During today’s scheduled outing, our squad lead relayed us information from command, told us that we were to RTB and that our current patrol mission was called off. There was a mix of relief and confusion among everyone. We were supposed to be on patrol for another four hours still, but at the same time, I don’t think that any of us really wanted to keep trudging through the underbrush for the next four hours, so everyone was onboard with these new orders.

We got back into formation as we turned back south, and began our two or more hour hike back to our FOB. About 30 minutes into this trek, squad lead stopped us and looked at his compass. He said something about how we were going the wrong way; according to him, we were going west, not south like we should have been. He didn’t know how long we had been going this direction, because I guess he only looked at the compass every ten minutes or so to make sure we were still on the right path.

He quickly corrected our path back to due south and we continued onward through the thick jungle.

Not long after this, our point man cut through a vine and revealed a clearing that wasn’t there on our way out on patrol. In the middle of the clearing was a small village. Nothing was abnormal about this village; it looked like all the others that we had come across throughout this war: thatch roofs, thin, plant-based walls, bamboo supports.

We soon found ourselves in the middle of the village, a crude stone altar erected in the center of the circle of houses.
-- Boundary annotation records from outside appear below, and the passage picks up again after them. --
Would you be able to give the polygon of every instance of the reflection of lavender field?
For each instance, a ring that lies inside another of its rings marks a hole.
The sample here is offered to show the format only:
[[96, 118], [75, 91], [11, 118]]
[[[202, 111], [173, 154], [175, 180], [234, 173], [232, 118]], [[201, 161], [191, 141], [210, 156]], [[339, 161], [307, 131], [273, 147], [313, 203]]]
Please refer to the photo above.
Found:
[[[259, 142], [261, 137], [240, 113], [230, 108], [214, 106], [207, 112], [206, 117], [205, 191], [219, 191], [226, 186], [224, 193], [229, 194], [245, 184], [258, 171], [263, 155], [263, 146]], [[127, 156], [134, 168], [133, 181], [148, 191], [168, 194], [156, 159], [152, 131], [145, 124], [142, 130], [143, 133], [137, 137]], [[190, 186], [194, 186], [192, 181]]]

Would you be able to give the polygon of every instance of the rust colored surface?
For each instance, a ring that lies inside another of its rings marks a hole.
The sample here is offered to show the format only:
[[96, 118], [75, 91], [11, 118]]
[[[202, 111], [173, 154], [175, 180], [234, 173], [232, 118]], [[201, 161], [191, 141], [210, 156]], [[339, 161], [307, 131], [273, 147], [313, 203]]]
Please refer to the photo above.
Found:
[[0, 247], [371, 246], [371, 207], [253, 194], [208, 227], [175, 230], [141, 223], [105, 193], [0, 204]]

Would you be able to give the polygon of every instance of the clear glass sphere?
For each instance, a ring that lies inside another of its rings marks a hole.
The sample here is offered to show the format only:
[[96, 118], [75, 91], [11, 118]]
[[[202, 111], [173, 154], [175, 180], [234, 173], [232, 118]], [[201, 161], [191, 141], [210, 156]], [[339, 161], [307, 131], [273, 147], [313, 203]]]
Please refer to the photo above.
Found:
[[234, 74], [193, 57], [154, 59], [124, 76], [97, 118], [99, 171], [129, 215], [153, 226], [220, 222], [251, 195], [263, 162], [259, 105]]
On this altar was a body, flayed, with all four limbs removed. Inserted into the end of each of the four mangled, bloody stumps were what looked like jury-rigged and flimsy Aether Collection Interfaces. Jon said something about reporting our findings to the Church, but squad lead quickly shut him down and told him we needed more evidence.

Squad lead told us to search the rest of the houses, since there might be more heretics, and we all split into groups of two. Jon and I were together, and we quickly cleared one of the houses. It was empty of people, but in the deepest part of the house, furthest from the only door, were a collection of about 20 blue plastic barrels with what looked like glass piping sticking out through the lids. Jon nodded at me as we silently agreed to put on our filtration masks, and after doing so, Jon slowly opened the lid of one of the barrels.
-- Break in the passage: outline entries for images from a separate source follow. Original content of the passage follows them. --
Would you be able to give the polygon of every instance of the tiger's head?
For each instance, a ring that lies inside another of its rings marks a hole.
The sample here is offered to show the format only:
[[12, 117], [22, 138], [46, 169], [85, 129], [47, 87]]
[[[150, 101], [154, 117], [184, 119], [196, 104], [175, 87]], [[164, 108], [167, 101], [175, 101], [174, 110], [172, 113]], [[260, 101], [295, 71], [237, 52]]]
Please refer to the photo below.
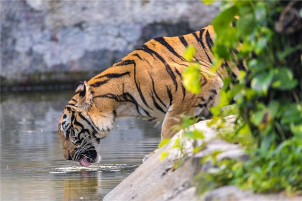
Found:
[[99, 162], [100, 141], [112, 129], [114, 114], [110, 103], [94, 102], [86, 81], [78, 82], [58, 125], [65, 158], [83, 166]]

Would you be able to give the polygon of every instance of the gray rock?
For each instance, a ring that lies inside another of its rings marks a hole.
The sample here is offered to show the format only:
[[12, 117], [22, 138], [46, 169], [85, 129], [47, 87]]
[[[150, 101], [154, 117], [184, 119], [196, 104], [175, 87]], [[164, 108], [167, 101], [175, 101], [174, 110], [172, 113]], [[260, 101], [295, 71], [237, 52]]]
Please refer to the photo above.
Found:
[[[232, 125], [234, 116], [226, 118]], [[159, 149], [128, 177], [112, 190], [104, 197], [104, 200], [204, 200], [204, 201], [252, 201], [252, 200], [301, 200], [302, 196], [288, 197], [284, 193], [257, 194], [250, 190], [243, 190], [234, 186], [226, 186], [210, 190], [202, 195], [196, 194], [193, 181], [194, 176], [200, 170], [214, 170], [210, 163], [200, 164], [200, 160], [214, 150], [222, 152], [217, 159], [247, 159], [247, 156], [239, 145], [232, 144], [215, 139], [216, 130], [208, 127], [208, 121], [199, 122], [190, 129], [203, 131], [204, 141], [207, 142], [205, 149], [193, 154], [193, 145], [202, 142], [193, 142], [184, 137], [183, 131], [177, 133], [169, 143]], [[173, 147], [176, 139], [183, 145], [183, 154]], [[164, 161], [160, 160], [163, 152], [169, 156]], [[180, 160], [178, 160], [179, 159]], [[174, 165], [182, 162], [177, 169]], [[204, 184], [207, 185], [207, 184]]]
[[[32, 74], [58, 71], [85, 72], [80, 80], [89, 79], [88, 72], [109, 67], [153, 37], [207, 25], [219, 5], [156, 0], [0, 4], [2, 86], [39, 84], [30, 80]], [[65, 83], [73, 82], [72, 73], [64, 75]]]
Inside was a grotesque display of sacrilege. The barrel was filled with some sort of opaque, viscous substance, and within that oil—mostly submerged—was a body. Like the one on the altar, it was skinned and naked, but too much of it was submerged to see if it still had its limbs. Unlike the body on the altar, however, there was a clear, glass tube protruding from the base of the neck, up, out through the lid of the barrel. Jon and I leaned over the barrel to get a better look. My mask’s goggles fogged up.

This person was breathing.

Dunked in what could be motor oil, skinned, and with an exposed spinal column, this body was still breathing. Jon and I looked at each other. We knew that this had to be reported to the Church immediately.

Whatever we stumbled onto, it wasn’t holy.